Stephen was incredibly paranoid. He moved often and refrained from contacting any family members, for his and their protection. The only way Ellie could contact him was by leaving an encoded message in the classified section of the newspaper. He was also obsessed with technology, particularly computers, giving electricity for his perimeter monitors and workshop priority over basic needs such as heat and water (though water and heat are available in the woods through means not involving public utilities).

==References to Popular Culture==

- Orion can be a reference to the Metallica instrumental of the same name.
- Scott Bakula referenced his previous role as Dr. Sam Beckett on Quantum Leap in the scene where Stephen is reunited with Ellie. Ellie, shocked by his reappearance and angry at his many years of absence, reminds him of the pancakes he promised to make for dinner just before he disappeared. Stephen only manages to respond with "Oh boy!" This was Sam Beckett's catch phrase, which he would utter whenever he "leaped" into a new body and discovered his new (and typically dangerous, embarrassing or compromising) situation.
- Like his previous role as Sam Beckett, Stephen Bartowski shares the initials of 'SB' with Scott Bakula.

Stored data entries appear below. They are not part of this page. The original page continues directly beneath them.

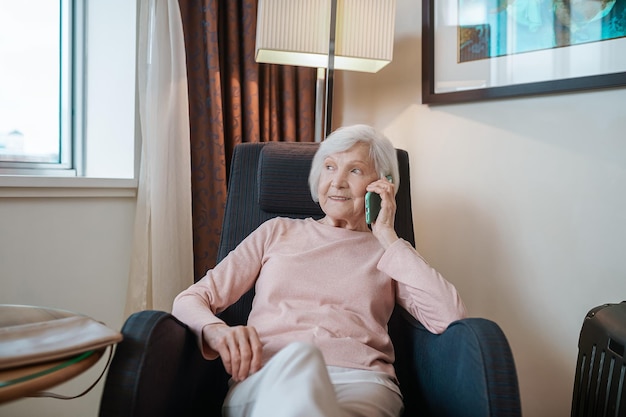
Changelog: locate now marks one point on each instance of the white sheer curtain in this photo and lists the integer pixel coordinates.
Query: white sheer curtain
(162, 258)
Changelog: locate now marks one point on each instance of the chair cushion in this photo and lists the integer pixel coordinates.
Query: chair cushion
(283, 178)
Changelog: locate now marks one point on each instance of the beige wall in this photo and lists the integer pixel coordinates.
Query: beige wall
(68, 253)
(520, 203)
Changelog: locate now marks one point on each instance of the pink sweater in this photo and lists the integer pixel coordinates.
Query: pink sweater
(328, 286)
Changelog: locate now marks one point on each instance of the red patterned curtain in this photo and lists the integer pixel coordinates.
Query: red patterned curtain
(232, 99)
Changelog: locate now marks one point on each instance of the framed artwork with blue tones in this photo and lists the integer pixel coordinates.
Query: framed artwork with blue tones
(489, 49)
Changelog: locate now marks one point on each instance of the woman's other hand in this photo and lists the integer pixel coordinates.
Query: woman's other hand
(239, 347)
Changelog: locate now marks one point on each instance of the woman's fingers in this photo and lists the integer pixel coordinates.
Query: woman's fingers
(239, 348)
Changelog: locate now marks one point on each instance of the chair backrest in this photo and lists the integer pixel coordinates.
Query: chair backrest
(599, 385)
(271, 179)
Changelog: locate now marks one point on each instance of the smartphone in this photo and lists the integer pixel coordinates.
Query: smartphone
(372, 205)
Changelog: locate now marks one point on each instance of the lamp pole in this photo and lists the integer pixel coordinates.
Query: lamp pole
(324, 84)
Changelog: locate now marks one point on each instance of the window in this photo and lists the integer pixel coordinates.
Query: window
(39, 47)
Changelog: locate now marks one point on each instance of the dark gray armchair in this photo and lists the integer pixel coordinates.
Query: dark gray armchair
(158, 370)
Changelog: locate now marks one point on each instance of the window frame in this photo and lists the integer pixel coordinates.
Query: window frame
(71, 100)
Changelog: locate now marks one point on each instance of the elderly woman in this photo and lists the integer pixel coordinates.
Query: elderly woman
(316, 341)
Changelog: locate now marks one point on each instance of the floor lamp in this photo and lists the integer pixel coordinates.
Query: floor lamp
(353, 35)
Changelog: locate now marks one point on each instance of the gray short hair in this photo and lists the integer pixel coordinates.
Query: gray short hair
(382, 152)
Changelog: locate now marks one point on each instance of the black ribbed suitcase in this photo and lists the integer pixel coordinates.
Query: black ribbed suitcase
(600, 372)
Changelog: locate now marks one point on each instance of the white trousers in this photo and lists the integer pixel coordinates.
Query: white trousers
(296, 382)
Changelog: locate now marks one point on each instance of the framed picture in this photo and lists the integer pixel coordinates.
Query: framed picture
(488, 49)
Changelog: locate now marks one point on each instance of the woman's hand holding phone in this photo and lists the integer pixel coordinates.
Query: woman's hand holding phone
(380, 210)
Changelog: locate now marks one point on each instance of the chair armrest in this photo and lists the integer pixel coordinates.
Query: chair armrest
(157, 370)
(468, 370)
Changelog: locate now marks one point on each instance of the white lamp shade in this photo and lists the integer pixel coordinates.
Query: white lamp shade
(296, 32)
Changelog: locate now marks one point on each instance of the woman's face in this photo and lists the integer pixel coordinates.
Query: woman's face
(341, 188)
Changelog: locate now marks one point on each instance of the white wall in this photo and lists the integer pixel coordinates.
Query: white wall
(71, 248)
(520, 203)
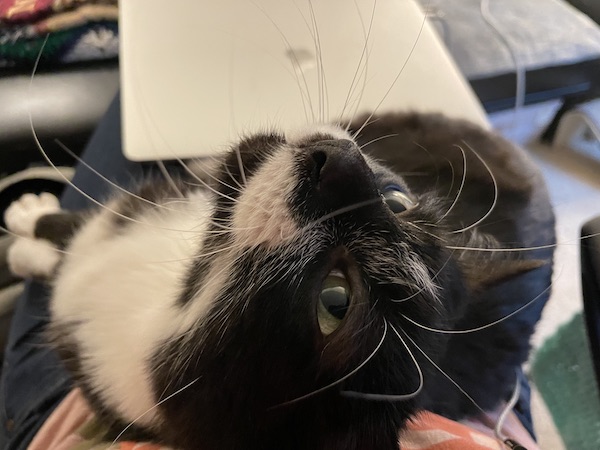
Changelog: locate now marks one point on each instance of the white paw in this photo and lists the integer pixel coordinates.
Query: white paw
(32, 258)
(22, 215)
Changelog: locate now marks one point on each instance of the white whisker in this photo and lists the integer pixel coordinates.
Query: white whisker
(445, 374)
(462, 183)
(345, 377)
(483, 327)
(491, 209)
(392, 397)
(153, 408)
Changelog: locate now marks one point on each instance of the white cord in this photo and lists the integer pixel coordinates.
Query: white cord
(507, 409)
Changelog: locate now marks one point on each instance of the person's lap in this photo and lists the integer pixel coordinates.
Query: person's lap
(33, 380)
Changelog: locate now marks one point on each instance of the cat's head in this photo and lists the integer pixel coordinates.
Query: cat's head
(316, 257)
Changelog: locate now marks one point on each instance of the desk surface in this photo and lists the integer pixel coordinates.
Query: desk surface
(202, 74)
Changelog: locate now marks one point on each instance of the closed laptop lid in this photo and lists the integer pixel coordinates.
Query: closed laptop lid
(196, 76)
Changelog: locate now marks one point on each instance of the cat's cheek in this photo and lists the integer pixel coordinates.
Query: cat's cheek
(262, 215)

- Bakula further referenced Quantum Leap while hosting the lead-in to Chuck during the airing of "Chuck Versus the Dream Job," on April 6, 2009, when he remarked about feeling like he'd been there before, but that being quite a leap. Quantum Leap aired on NBC during the "Monday 8/7c" timeslot, on which Chuck (Season 2) ran.
- In "Chuck Versus the Colonel" the Black Rock location where Stephen is being held prisoner turns out to be a drive-in movie theater called Starbright. Starbright was the name of the project Sam Beckett worked on that preceded Project Quantum Leap.